Detection of a Circulating MicroRNA Custom Panel in Patients with Metastatic Colorectal Cancer
Published on: March 14, 2019
Identification of an MiRNA-mRNA Regulatory Network in Colorectal Cancer
Ming-Fu Cui1, Yuan-Yu Wu2, Ming-Yan Chen3
1Department of Gastrointestinal Colorectal and Anal Surgery, China-Japan Union Hospital of Jilin University, Changchun, Jilin 130033, China.
Background:
Colorectal cancer (CRC) is the fourth most prevalent cancer in the world. However, the molecular mechanism underlying CRC is largely unknown.
Objective:
To explore the pathogenic mechanism of CRC and to facilitate better diagnosis and treatment of this disease.
Methods:
Differentially expressed miRNAs (DEMs) and genes (DEGs) in CRC vs. Control samples from the miRNA expression data in GSE115513 and the miRNA and mRNA expression data in the TCGA-COAD dataset were screened, followed by the construction of the miRNAmRNA regulatory network.

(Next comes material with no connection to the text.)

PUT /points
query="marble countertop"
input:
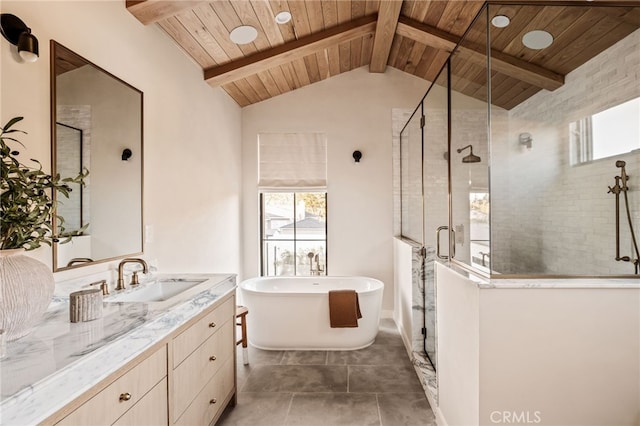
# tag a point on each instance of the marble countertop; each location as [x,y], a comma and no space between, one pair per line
[59,360]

Functional and pathway enrichment analysis, protein-protein interaction (PPI) analysis, and survival analysis were then performed for these DEGs and DEMs.
Results:
We identified 64 DEMs from the GSE115513 dataset and 265 DEMs and 2218 DEGs from the TCGA-COAD dataset. miR-27a-3p was a hub DEM with the highest degree in the miRNA-mRNA network, while GRIN2B and PCDH10 were hub DEGs targeted by multiple miRNAs, including miR-27a-3p. SNAP25 and GRIN2B were also hub DEGs with the highest degree of interactions in the PPI network. These DEMs and DEGs were significantly enriched in multiple KEGG pathways, including proteoglycans expression and cAMP signaling pathway in cancer. Finally, seven DEGs, including FJX1 Dsc2, and hsa-miR-375, were revealed to be correlated with CRC prognosis.
Conclusion:
Aberrant expressions of genes and miRNAs were involved in the pathogenesis of CRC, probably by regulating proteoglycans expression and cAMP signaling. miR-27a-3p, PCDH10, GRIN2B, FJX1, Dsc2, and hsa-miR-375 were identified as potential targets for understanding the pathogenic mechanism of CRC. In addition, FJX1, Dsc2 and hsa-miR-375 were identified as potential predictive markers for CRC prognosis.
Insights
This study identifies key microRNAs (miRNAs) and genes involved in colorectal cancer (CRC) pathogenesis. Specific molecules like miR-27a-3p and GRIN2B may offer new diagnostic and prognostic insights for CRC.
Area of Science:
- Genomics
- Molecular Biology
- Cancer Research
Background:
- Colorectal cancer (CRC) is a major global health concern, ranking as the fourth most common cancer worldwide.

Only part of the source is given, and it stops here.